Es liegt insgesamt nahe, dass Richter in den USA ebenfalls deutlich geringer bezahlt werden könnten, wenn die Zielgruppe für die Einstellung 27-30 jährige Berufsanfänger wären und es eine lebenslange Job-Garantie gäbe.
Dazu darf man eben auch nicht vergessen, dass die Gehälter in den USA gerade im hochqualifizierten Bereich oftmals schlicht höher ausfallen als hier. Man muss also auch darauf achten, was Anwälte dort verdienen wo die Richter praktizieren. Falls diese ebenfalls wesentlich mehr verdienen als deutsche Kollegen, wäre das US-Richtergehalt im Verhältnis dazu zu sehen.
1. Die Anwaltschaft hat ihre eigene Diskussion angemessener Gebühren. Es verfängt daher mE nicht, die Richterbesoldung auf Gedeih und Verderb an die durchschnittlichen Anwaltseinkommen zu "ketten". Wenn die deutschen Anwälte im Durchschnitt weniger als ihre US-Kollegen verdienen sollten, was ich gar nicht in Abrede nehmen möchte, dann sicher nicht, weil sie Minderleister sind.
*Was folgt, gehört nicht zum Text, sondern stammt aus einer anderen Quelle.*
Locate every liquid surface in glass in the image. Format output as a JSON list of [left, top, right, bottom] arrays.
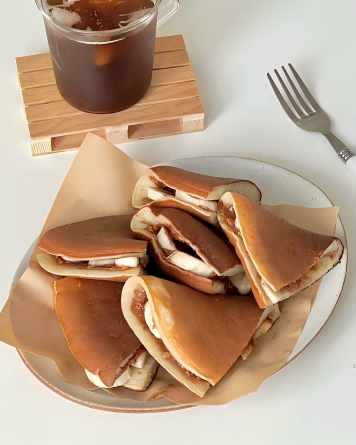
[[45, 0, 154, 31]]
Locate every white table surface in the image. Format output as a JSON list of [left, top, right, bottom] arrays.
[[1, 0, 356, 443]]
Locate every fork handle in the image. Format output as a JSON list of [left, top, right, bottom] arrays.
[[338, 148, 356, 176], [345, 155, 356, 176], [324, 133, 356, 174], [338, 147, 356, 175]]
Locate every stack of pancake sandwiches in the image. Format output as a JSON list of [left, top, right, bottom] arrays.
[[38, 167, 344, 397]]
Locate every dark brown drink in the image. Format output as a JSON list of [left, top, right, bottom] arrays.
[[43, 0, 157, 114]]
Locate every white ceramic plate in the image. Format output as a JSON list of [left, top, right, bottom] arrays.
[[13, 157, 347, 412]]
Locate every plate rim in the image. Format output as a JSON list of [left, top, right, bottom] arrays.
[[17, 351, 193, 414], [14, 155, 348, 413]]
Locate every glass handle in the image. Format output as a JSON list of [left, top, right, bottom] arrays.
[[157, 0, 180, 27]]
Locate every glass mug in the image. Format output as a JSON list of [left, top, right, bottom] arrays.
[[35, 0, 180, 114]]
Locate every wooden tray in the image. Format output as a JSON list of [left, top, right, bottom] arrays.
[[16, 35, 204, 156]]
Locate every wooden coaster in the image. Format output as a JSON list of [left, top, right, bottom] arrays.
[[16, 35, 204, 156]]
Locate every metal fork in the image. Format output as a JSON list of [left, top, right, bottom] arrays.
[[268, 64, 356, 175]]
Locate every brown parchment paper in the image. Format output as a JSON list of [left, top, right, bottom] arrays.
[[0, 133, 340, 406]]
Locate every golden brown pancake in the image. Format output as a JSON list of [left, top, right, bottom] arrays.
[[39, 215, 146, 259], [132, 166, 262, 225], [54, 278, 142, 388], [122, 276, 264, 397], [37, 216, 148, 280], [218, 192, 344, 308], [131, 207, 243, 294]]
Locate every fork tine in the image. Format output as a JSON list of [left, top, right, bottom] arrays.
[[267, 73, 298, 122], [282, 66, 313, 115], [274, 69, 305, 117], [288, 63, 321, 111]]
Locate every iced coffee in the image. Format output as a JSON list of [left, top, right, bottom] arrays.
[[41, 0, 159, 113]]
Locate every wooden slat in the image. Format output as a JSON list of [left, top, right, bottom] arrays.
[[20, 64, 194, 90], [155, 35, 185, 53], [29, 97, 203, 140], [19, 69, 55, 90], [23, 73, 197, 109], [153, 50, 190, 70], [26, 81, 199, 122], [16, 53, 52, 74], [22, 85, 61, 106], [17, 35, 185, 74], [18, 48, 190, 75], [153, 65, 194, 86]]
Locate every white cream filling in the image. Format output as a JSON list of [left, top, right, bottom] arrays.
[[119, 353, 133, 369], [87, 258, 116, 267], [147, 186, 173, 201], [88, 257, 139, 268], [222, 264, 244, 277], [147, 186, 217, 212], [157, 226, 232, 287], [166, 251, 216, 278], [144, 301, 161, 339], [229, 272, 251, 294], [175, 191, 218, 212], [157, 227, 176, 252], [85, 367, 131, 389], [132, 350, 149, 369], [261, 286, 284, 304], [123, 356, 159, 391], [234, 214, 239, 230], [115, 257, 140, 268], [157, 228, 225, 279], [85, 349, 150, 388], [212, 281, 226, 294], [61, 255, 84, 263], [60, 256, 144, 268], [261, 239, 341, 303]]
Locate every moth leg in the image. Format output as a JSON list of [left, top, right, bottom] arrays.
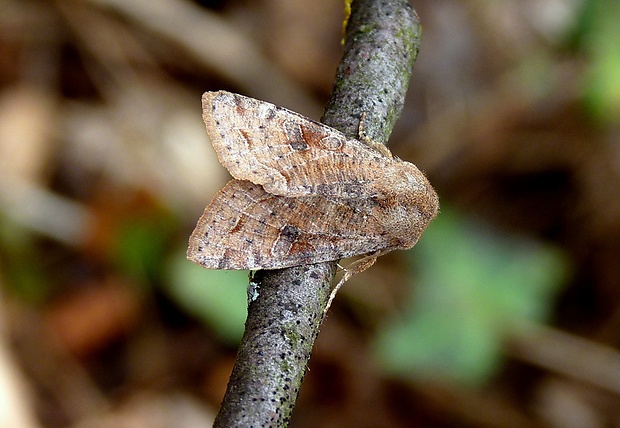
[[324, 252, 381, 314], [357, 112, 393, 159]]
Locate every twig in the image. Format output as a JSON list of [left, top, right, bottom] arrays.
[[213, 0, 421, 426]]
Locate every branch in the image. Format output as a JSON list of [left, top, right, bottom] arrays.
[[213, 1, 421, 426]]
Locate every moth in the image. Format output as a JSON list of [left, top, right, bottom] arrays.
[[187, 91, 438, 280]]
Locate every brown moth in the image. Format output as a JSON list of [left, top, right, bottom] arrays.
[[187, 91, 438, 275]]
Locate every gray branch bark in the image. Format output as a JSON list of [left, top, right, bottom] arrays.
[[213, 1, 421, 426]]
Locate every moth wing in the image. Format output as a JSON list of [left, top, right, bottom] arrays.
[[202, 91, 397, 199], [187, 180, 397, 270]]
Unsere anwaltlichen Gehaltsstrukturen müssen ja nicht "richtig" sein. Sie sind auch nicht gleichsam in Stein gemeißelt und unterliegen ihrerseits vielfältigen Anpassungsmöglichkeiten.
2. Die sich möglicherweise anschließende Diskussion um die richtige relative Bezugsgröße aus dem Bereich anderer Einkommen zur Bewertung der Richtereinkommen im jeweiligen Nationalstaat wurde immer mal wieder geführt: Rechtsanwälte? Alle juristischen Berufe? Alle Berufe, die einen Hochschulabschluss voraussetzen? Nur die geisteswissenschaftlichen Absolventen aus dieser Gruppe? Oder doch das Medianeinkommen bezogen auf alle Berufstätigen? Für alle Ansätze lassen sich gute Argumente entwickeln, wenn man den sozio-ökonomischen Bezugsrahmen entsprechend anpasst.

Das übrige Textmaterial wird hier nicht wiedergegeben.